With a fine bold presentation inscription from the author on the front free endpaper "a Victor / companions in misfortune / E.P."

The recipient is presumably Victor Plarr. Born in Strasbourg, educated in Edinburgh, he was a member of the Rhymers’ Club with Dowson, Yeats and Johnson. He was a member of Pound's circle when he first arrived in London, and Pound was a regular visitor to his Sunday evening at-homes. They both wrote poems about each other, Pound famously describing Plarr's reminiscence of fin de siècle literary life in London in Hugh Selwyn Mauberley:

 

Among the pickled foetuses and bottled bones,

Engaged in perfecting the catalogue,

I found the last scion of the

Senatorial families of Strasbourg, Monsieur Verog.

 

For two hours he talked of Gallifet;

Of Dowson; of the Rhymers' Club;

Told me how Johnson (Lionel) died

By falling from a high stool in a pub . . .

 

But showed no trace of alcohol 

At the autopsy, privately performed - 

Tissue preserved - the pure mind

Arose toward Newman as the whiskey warmed.

 

Dowson found harlots cheaper than hotels;

Headlam for uplift; Image impartially imbued

With raptures for Bacchus, Terpsichore and the Church.

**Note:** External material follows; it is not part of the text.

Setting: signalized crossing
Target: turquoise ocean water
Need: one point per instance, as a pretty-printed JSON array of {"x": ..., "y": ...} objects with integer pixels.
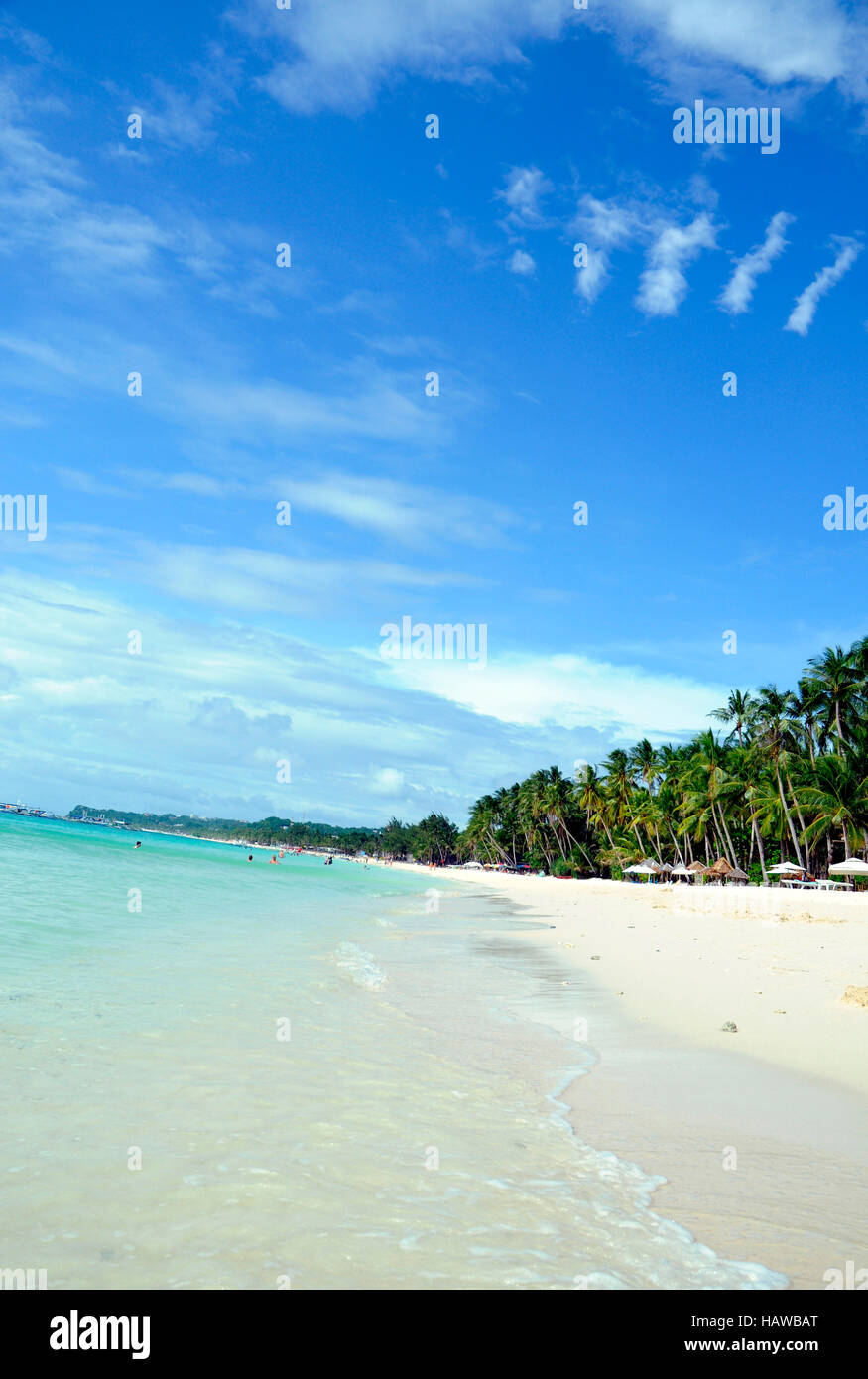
[{"x": 292, "y": 1075}]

So spoke the author of "The Dorian Mood."

 

M. Verog, out of step with the decade,

Detached from his contemporaries,

Neglected by the young, 

Because of these reveries.

 

What is less well known is the very bad-tempered poem Plarr wrote out on the endpaper of his copy of Pound's A Quinzaine for this Yule, formerly in the Alan Clodd collection, now at the University of Delaware. It can only be about Ezra:

 

Oh, in our dwindling age, 'tis ours to meet

Rubbish Unspeakable at every turn.

Claudian the Teutons had perforce to greet,

And we dare not America now to spurn.

The Quack survives when Arts of Learning die,

And every critic learns to cringe & lie!

I have not long to live, but let me damn

Asses while I, once Victor Plarr, still am!

 

Very good, chipping to head of spine along with some very slight soiling, binding sprung at pp. 30-31.

This edition of Pound's early poetry is notable also for being the first appearance in a bound volume of what would become Pound's lifelong poetic project, The Cantos, titled here as 'Three Cantos Of A Poem Of Some Length'. Included also is Cathay, Pound's famous translated collection of Classical Chinese poetry, along with his most important experiments in Imagist poetry.